Pro Bono as a People Strategy in Action: Deloitte
Taproot has long made the case that a strong corporate pro bono program is a triple win—nonprofits receive the support they need, companies build deeper relationships with their communities, and employees have the opportunity to apply their skills in new and meaningful ways. While there is a robust foundation of evidence supporting the claim that pro bono is a powerful social impact strategy, practitioners often struggle to articulate the business case for pro bono.
Through Taproot’s work developing pro bono programs across the corporate sector, we’ve learned that pro bono can help companies meet key HR objectives like attracting, retaining, and developing their employees. In this paper, we explore how pro bono practitioners can align their pro bono efforts with their company’s HR strategy to create shared value across the company.
Case Study: Deloitte's Pro Bono Portfolio and stepup
Over the years, Deloitte has developed a broad portfolio of skills-based volunteering programs: a formal pro bono program that deploys teams full-time, board service opportunities, week-long international service trips, and one-on-one coaching support for social entrepreneurs. The stepup program, one of the programs supported by Deloitte Consulting LLP, pairs professionals with local nonprofits to use their skills and experience to help tackle pressing challenges. In the last two years, stepup has grown to 10 chapters globally, engaged over 500 practitioners, and delivered over 15,000 hours of in-kind consulting to 50 nonprofit organizations.
The stepup program allows participants to move from “team member” to “team lead” to “project advisor” to “program lead.” They are given the opportunity to “step up” into a stretch role where they learn through hands-on experiences and are mentored by leaders within the organization. In addition to social sector training, learning modules are developed in collaboration with Deloitte Consulting’s Learning & Development Team to help accelerate the development of skills that are often harder to learn in a classroom setting, such as dealing with ambiguity and owning client relationships. A strong emphasis on community building, innovation, and sustainable social impact is also built into the project experience to foster lifelong learning and purpose-driven leadership.
Several years ago, pro bono was mainly seen as a volunteer activity to engage talent and make an impact in the local community. Today, it is much more than that.
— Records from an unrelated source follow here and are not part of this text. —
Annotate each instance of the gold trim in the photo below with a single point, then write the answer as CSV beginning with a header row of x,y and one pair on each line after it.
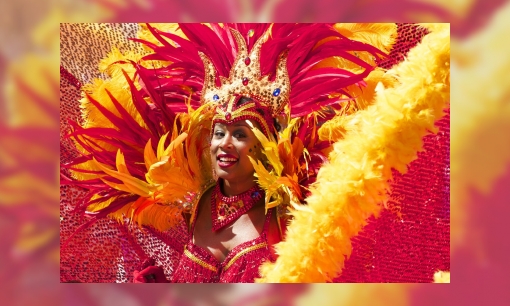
x,y
199,261
252,248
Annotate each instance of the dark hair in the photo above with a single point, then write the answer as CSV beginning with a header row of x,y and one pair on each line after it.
x,y
277,126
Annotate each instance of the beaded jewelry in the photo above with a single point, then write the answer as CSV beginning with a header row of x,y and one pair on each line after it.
x,y
225,210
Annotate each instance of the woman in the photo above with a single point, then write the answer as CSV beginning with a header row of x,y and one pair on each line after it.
x,y
227,125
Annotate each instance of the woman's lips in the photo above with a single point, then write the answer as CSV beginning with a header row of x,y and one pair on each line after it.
x,y
226,160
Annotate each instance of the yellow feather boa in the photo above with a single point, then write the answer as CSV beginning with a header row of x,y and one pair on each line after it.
x,y
352,187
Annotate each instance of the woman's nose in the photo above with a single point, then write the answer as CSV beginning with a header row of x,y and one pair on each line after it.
x,y
227,142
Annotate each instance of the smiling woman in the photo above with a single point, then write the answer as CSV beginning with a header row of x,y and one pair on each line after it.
x,y
231,235
211,137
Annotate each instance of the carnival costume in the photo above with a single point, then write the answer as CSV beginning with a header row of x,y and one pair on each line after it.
x,y
333,125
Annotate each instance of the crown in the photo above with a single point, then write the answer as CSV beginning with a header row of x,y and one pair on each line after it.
x,y
245,78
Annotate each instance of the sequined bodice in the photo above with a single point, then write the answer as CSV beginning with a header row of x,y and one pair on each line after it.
x,y
241,265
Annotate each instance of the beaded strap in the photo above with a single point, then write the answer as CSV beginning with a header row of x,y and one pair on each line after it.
x,y
199,261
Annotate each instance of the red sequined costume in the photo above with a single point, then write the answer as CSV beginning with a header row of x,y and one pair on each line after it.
x,y
241,265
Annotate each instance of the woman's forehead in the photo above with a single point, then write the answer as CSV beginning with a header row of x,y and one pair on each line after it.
x,y
241,123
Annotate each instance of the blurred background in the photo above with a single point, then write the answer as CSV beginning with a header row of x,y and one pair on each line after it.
x,y
29,150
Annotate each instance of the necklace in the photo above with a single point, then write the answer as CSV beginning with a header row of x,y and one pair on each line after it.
x,y
226,210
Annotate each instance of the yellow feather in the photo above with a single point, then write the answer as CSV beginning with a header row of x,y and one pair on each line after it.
x,y
351,187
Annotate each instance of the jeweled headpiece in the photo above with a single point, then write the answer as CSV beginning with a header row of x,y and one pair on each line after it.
x,y
245,80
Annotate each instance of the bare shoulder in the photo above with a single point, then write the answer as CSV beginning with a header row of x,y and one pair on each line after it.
x,y
273,233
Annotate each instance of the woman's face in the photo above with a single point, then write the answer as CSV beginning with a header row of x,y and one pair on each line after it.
x,y
230,147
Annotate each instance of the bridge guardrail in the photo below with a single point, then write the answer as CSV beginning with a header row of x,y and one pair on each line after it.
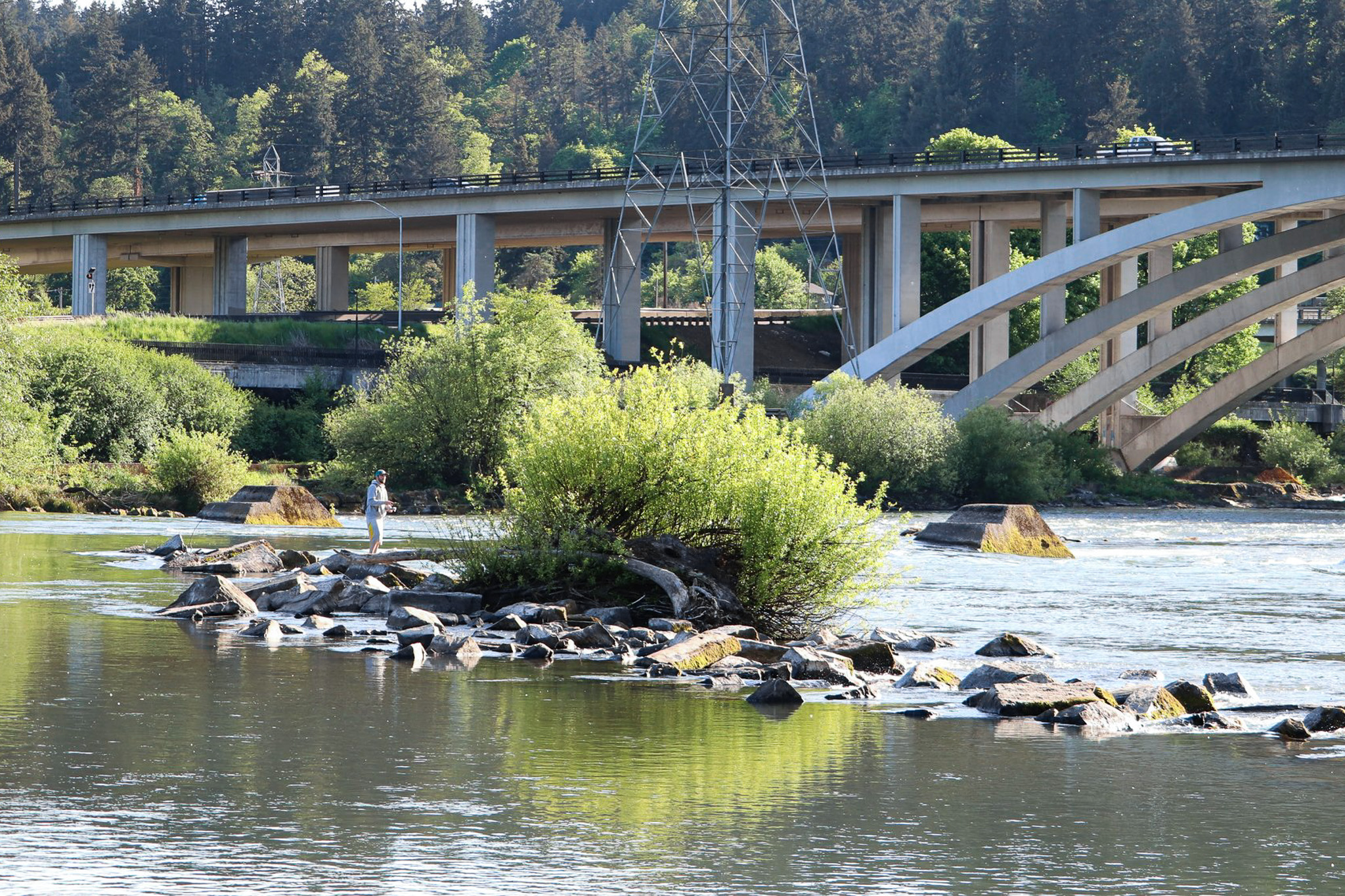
x,y
698,167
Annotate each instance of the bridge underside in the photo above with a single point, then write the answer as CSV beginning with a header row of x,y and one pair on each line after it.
x,y
1094,217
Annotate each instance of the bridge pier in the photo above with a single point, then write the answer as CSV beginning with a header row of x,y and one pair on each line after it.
x,y
191,291
332,269
231,276
89,274
1053,218
1160,267
475,265
732,303
622,293
989,259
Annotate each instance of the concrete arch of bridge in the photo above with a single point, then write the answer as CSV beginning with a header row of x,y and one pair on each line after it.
x,y
1290,191
1111,385
1179,427
1006,381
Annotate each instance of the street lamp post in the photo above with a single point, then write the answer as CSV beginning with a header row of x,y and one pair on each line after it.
x,y
399,255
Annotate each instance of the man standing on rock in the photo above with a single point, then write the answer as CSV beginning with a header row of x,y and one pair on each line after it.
x,y
376,508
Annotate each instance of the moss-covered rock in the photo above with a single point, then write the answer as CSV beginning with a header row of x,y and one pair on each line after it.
x,y
1155,703
997,528
271,505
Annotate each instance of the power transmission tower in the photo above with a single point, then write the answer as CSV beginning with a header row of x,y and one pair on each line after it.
x,y
726,129
273,281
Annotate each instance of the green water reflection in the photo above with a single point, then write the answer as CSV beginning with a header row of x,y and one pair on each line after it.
x,y
143,756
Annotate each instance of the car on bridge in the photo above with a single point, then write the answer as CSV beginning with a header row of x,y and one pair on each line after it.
x,y
1139,146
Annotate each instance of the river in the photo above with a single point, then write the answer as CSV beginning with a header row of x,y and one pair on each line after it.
x,y
141,756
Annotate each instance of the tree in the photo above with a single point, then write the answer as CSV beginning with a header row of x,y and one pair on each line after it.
x,y
1119,113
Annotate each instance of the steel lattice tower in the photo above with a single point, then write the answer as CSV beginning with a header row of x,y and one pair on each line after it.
x,y
726,128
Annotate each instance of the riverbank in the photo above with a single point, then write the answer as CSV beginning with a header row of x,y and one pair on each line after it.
x,y
345,766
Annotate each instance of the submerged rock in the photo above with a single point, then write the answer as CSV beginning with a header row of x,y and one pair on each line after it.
x,y
1290,730
1215,720
1192,696
1228,683
271,505
1153,703
997,528
993,673
1013,645
210,597
776,691
927,675
1097,716
698,651
1325,719
1029,699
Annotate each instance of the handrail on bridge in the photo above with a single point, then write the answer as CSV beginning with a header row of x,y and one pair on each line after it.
x,y
703,167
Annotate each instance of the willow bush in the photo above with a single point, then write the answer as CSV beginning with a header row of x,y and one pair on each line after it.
x,y
887,435
447,405
648,454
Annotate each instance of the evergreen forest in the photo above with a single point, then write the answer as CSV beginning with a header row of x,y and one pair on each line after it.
x,y
173,97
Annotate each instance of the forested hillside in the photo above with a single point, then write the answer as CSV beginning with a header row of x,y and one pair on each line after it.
x,y
179,96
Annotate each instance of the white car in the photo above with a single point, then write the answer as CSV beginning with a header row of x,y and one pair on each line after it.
x,y
1139,146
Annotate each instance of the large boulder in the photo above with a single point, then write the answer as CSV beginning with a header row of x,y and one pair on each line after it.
x,y
697,651
210,597
776,691
997,528
824,666
271,505
1325,719
994,673
1097,716
927,675
1231,683
1153,703
1192,696
1013,645
245,558
910,640
870,656
1030,699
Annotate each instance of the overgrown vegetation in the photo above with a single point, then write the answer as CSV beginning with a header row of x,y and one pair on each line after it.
x,y
653,453
447,406
195,468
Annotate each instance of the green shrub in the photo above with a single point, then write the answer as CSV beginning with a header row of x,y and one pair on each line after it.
x,y
643,454
885,433
1002,461
1229,442
116,400
1298,449
445,408
197,468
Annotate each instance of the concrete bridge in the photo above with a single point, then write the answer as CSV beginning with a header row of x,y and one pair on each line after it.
x,y
1118,209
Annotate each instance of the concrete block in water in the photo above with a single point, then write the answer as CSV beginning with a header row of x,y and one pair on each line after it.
x,y
997,528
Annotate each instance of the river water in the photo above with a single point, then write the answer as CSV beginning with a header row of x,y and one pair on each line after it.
x,y
141,756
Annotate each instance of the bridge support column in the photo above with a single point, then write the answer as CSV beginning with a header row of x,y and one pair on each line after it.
x,y
876,280
989,259
1160,267
475,264
906,258
1053,215
732,340
1087,217
449,264
231,276
191,291
1286,322
332,264
622,295
89,255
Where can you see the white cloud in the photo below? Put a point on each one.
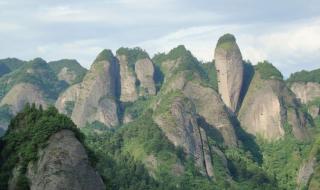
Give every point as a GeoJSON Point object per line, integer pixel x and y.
{"type": "Point", "coordinates": [8, 26]}
{"type": "Point", "coordinates": [290, 47]}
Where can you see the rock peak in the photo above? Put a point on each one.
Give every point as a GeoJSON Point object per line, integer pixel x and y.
{"type": "Point", "coordinates": [229, 64]}
{"type": "Point", "coordinates": [105, 55]}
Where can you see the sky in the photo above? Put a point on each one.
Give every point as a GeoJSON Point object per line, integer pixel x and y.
{"type": "Point", "coordinates": [284, 32]}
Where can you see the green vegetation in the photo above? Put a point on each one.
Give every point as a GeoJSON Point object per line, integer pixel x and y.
{"type": "Point", "coordinates": [8, 65]}
{"type": "Point", "coordinates": [28, 132]}
{"type": "Point", "coordinates": [5, 114]}
{"type": "Point", "coordinates": [133, 55]}
{"type": "Point", "coordinates": [283, 158]}
{"type": "Point", "coordinates": [36, 72]}
{"type": "Point", "coordinates": [4, 69]}
{"type": "Point", "coordinates": [69, 105]}
{"type": "Point", "coordinates": [305, 76]}
{"type": "Point", "coordinates": [188, 63]}
{"type": "Point", "coordinates": [137, 108]}
{"type": "Point", "coordinates": [72, 65]}
{"type": "Point", "coordinates": [12, 63]}
{"type": "Point", "coordinates": [211, 75]}
{"type": "Point", "coordinates": [268, 71]}
{"type": "Point", "coordinates": [226, 42]}
{"type": "Point", "coordinates": [106, 54]}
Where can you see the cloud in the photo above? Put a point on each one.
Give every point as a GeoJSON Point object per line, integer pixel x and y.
{"type": "Point", "coordinates": [80, 29]}
{"type": "Point", "coordinates": [289, 46]}
{"type": "Point", "coordinates": [9, 26]}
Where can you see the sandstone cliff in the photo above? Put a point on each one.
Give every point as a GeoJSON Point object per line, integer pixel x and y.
{"type": "Point", "coordinates": [145, 71]}
{"type": "Point", "coordinates": [127, 81]}
{"type": "Point", "coordinates": [62, 164]}
{"type": "Point", "coordinates": [270, 110]}
{"type": "Point", "coordinates": [68, 70]}
{"type": "Point", "coordinates": [21, 94]}
{"type": "Point", "coordinates": [182, 129]}
{"type": "Point", "coordinates": [228, 61]}
{"type": "Point", "coordinates": [96, 100]}
{"type": "Point", "coordinates": [66, 100]}
{"type": "Point", "coordinates": [306, 92]}
{"type": "Point", "coordinates": [309, 94]}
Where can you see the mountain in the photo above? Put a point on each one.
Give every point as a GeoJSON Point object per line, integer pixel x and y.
{"type": "Point", "coordinates": [68, 70]}
{"type": "Point", "coordinates": [229, 64]}
{"type": "Point", "coordinates": [306, 86]}
{"type": "Point", "coordinates": [164, 122]}
{"type": "Point", "coordinates": [269, 108]}
{"type": "Point", "coordinates": [8, 65]}
{"type": "Point", "coordinates": [33, 81]}
{"type": "Point", "coordinates": [34, 149]}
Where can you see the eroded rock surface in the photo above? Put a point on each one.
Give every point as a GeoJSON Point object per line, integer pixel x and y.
{"type": "Point", "coordinates": [63, 164]}
{"type": "Point", "coordinates": [67, 75]}
{"type": "Point", "coordinates": [306, 92]}
{"type": "Point", "coordinates": [269, 108]}
{"type": "Point", "coordinates": [182, 129]}
{"type": "Point", "coordinates": [68, 97]}
{"type": "Point", "coordinates": [145, 70]}
{"type": "Point", "coordinates": [97, 91]}
{"type": "Point", "coordinates": [128, 81]}
{"type": "Point", "coordinates": [228, 62]}
{"type": "Point", "coordinates": [21, 94]}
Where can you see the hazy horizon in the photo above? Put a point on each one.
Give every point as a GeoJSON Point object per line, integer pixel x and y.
{"type": "Point", "coordinates": [286, 33]}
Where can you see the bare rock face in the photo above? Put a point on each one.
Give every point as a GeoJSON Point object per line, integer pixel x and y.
{"type": "Point", "coordinates": [128, 81]}
{"type": "Point", "coordinates": [269, 108]}
{"type": "Point", "coordinates": [228, 62]}
{"type": "Point", "coordinates": [145, 70]}
{"type": "Point", "coordinates": [182, 129]}
{"type": "Point", "coordinates": [96, 100]}
{"type": "Point", "coordinates": [306, 92]}
{"type": "Point", "coordinates": [305, 172]}
{"type": "Point", "coordinates": [67, 75]}
{"type": "Point", "coordinates": [68, 97]}
{"type": "Point", "coordinates": [210, 106]}
{"type": "Point", "coordinates": [63, 164]}
{"type": "Point", "coordinates": [314, 111]}
{"type": "Point", "coordinates": [21, 94]}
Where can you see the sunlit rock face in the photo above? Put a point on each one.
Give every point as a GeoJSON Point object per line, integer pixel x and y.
{"type": "Point", "coordinates": [228, 62]}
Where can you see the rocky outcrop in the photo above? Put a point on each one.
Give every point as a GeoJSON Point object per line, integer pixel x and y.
{"type": "Point", "coordinates": [21, 94]}
{"type": "Point", "coordinates": [228, 62]}
{"type": "Point", "coordinates": [306, 92]}
{"type": "Point", "coordinates": [305, 172]}
{"type": "Point", "coordinates": [63, 164]}
{"type": "Point", "coordinates": [128, 81]}
{"type": "Point", "coordinates": [182, 130]}
{"type": "Point", "coordinates": [270, 108]}
{"type": "Point", "coordinates": [68, 98]}
{"type": "Point", "coordinates": [145, 70]}
{"type": "Point", "coordinates": [67, 75]}
{"type": "Point", "coordinates": [210, 106]}
{"type": "Point", "coordinates": [96, 100]}
{"type": "Point", "coordinates": [314, 110]}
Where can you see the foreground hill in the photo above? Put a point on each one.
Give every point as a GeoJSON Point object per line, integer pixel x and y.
{"type": "Point", "coordinates": [172, 122]}
{"type": "Point", "coordinates": [43, 150]}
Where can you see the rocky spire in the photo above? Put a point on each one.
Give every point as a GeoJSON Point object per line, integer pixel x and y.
{"type": "Point", "coordinates": [228, 62]}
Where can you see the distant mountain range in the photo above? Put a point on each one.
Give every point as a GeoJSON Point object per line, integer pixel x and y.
{"type": "Point", "coordinates": [167, 122]}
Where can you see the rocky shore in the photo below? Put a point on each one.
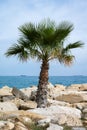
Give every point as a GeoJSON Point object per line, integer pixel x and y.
{"type": "Point", "coordinates": [67, 108]}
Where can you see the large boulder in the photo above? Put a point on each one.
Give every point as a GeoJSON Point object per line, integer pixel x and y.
{"type": "Point", "coordinates": [78, 87]}
{"type": "Point", "coordinates": [5, 90]}
{"type": "Point", "coordinates": [24, 105]}
{"type": "Point", "coordinates": [52, 91]}
{"type": "Point", "coordinates": [19, 94]}
{"type": "Point", "coordinates": [6, 125]}
{"type": "Point", "coordinates": [72, 97]}
{"type": "Point", "coordinates": [27, 105]}
{"type": "Point", "coordinates": [29, 90]}
{"type": "Point", "coordinates": [55, 113]}
{"type": "Point", "coordinates": [8, 106]}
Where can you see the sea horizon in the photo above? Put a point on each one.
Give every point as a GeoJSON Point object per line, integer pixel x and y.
{"type": "Point", "coordinates": [24, 81]}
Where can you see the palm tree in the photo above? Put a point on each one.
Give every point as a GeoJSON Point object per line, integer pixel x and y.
{"type": "Point", "coordinates": [44, 42]}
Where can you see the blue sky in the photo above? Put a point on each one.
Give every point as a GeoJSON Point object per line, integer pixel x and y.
{"type": "Point", "coordinates": [14, 13]}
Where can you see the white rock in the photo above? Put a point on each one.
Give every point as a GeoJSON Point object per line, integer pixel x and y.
{"type": "Point", "coordinates": [8, 106]}
{"type": "Point", "coordinates": [54, 127]}
{"type": "Point", "coordinates": [6, 125]}
{"type": "Point", "coordinates": [44, 122]}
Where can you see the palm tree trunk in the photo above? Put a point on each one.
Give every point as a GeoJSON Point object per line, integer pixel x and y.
{"type": "Point", "coordinates": [41, 97]}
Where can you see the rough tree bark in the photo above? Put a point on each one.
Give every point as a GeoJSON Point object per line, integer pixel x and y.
{"type": "Point", "coordinates": [41, 97]}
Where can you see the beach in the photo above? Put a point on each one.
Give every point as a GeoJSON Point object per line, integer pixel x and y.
{"type": "Point", "coordinates": [67, 108]}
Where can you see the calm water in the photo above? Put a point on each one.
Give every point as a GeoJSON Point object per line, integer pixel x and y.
{"type": "Point", "coordinates": [26, 81]}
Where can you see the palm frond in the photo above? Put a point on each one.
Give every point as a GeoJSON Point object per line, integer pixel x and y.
{"type": "Point", "coordinates": [18, 50]}
{"type": "Point", "coordinates": [77, 44]}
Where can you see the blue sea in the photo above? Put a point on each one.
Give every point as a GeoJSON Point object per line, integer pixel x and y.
{"type": "Point", "coordinates": [27, 81]}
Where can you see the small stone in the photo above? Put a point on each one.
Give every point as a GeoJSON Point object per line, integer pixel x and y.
{"type": "Point", "coordinates": [44, 122]}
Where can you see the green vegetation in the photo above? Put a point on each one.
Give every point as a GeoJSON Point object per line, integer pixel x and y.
{"type": "Point", "coordinates": [44, 42]}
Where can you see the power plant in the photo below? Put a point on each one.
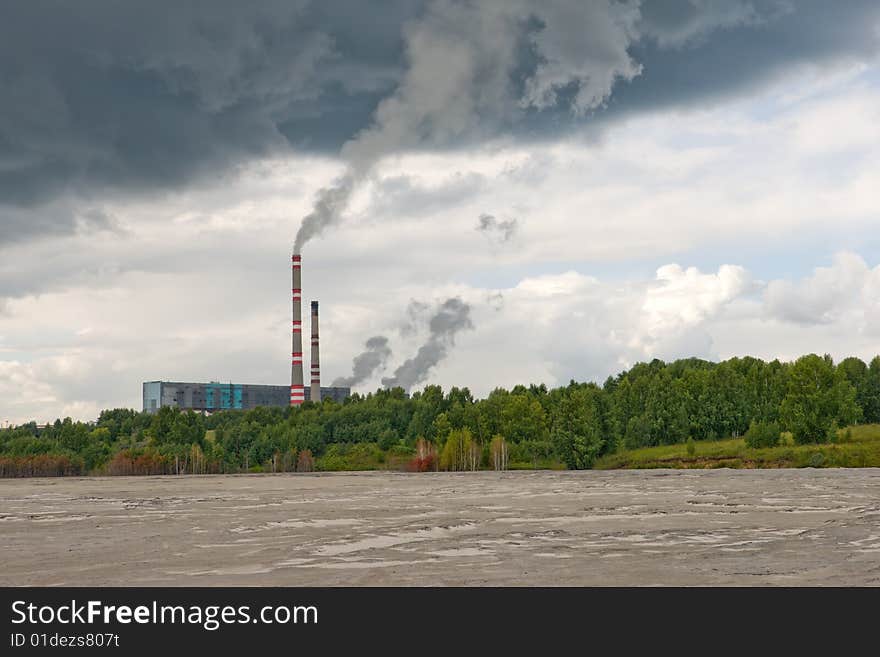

Deb Johnson, Deloitte Consulting LLP’s Chief Learning Officer, views pro bono as a powerful way to drive talent development and retention, and ultimately help professionals find purpose and meaning at work. Debbie Chou oversees Deloitte Consulting LLP’s Pro Bono Program and helped to support and grow these efforts. Her advice for other organizations hoping to do the same is to create buy-in by working directly with HR and talent leaders to design pro bono experiences that support their goals and are integrated into the organization’s talent strategy.